What’s more, the county commissioners voted at their Aug. 7 meeting to pay $30,000 of our taxpayer dollars to ASL for “legal advice… and to prepare for potential litigation.”
ASL is well aware that their anti-conservation stance is unpopular. Their own internal communications refer to the finding that “Four out of five voters in the U.S. support Biden’s 30×30 Plan.” Rather than admit that they oppose conserving our lands, they claim that Biden’s plan “is not about conservation. It is about the destruction of our nation, and it is only the first step in their agenda.” Why is our county supporting this type of baseless and dangerous rhetoric?
The real motive behind the anti-30×30 disinformation campaign is to smear Biden and keep our lands and oceans wide open to oil and gas drilling.

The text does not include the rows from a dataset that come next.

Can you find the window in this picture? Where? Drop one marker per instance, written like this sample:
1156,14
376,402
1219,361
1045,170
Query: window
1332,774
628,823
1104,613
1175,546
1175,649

It’s part of a decades-long campaign by trade groups with enormous funding from the fossil fuel industry to block climate and conservation action.
In Garfield County, banking on the pipe dream of another local oil and gas boom is unrealistic and short-sighted. People across the West are tired of the lop-sided focus on drilling at all costs. A recent poll found that 87% of voters in Colorado, Arizona, and Nevada are concerned about losing natural areas and wildlife habitat; 86% are concerned that oil, mining, and development corporations are making record profits off America’s land without paying their fair share for the damage.
I urge you to remind our commissioners that fossil fuels are not the only resources here. They must stop using our tax dollars to fight conservation efforts and start representing the majority of their constituents, who understand the importance of conserving our precious lands and rivers.
Debbie Bruell of Carbondale chairs the Garfield County Democrats and is a past member of the Roaring Fork Schools Board of Education.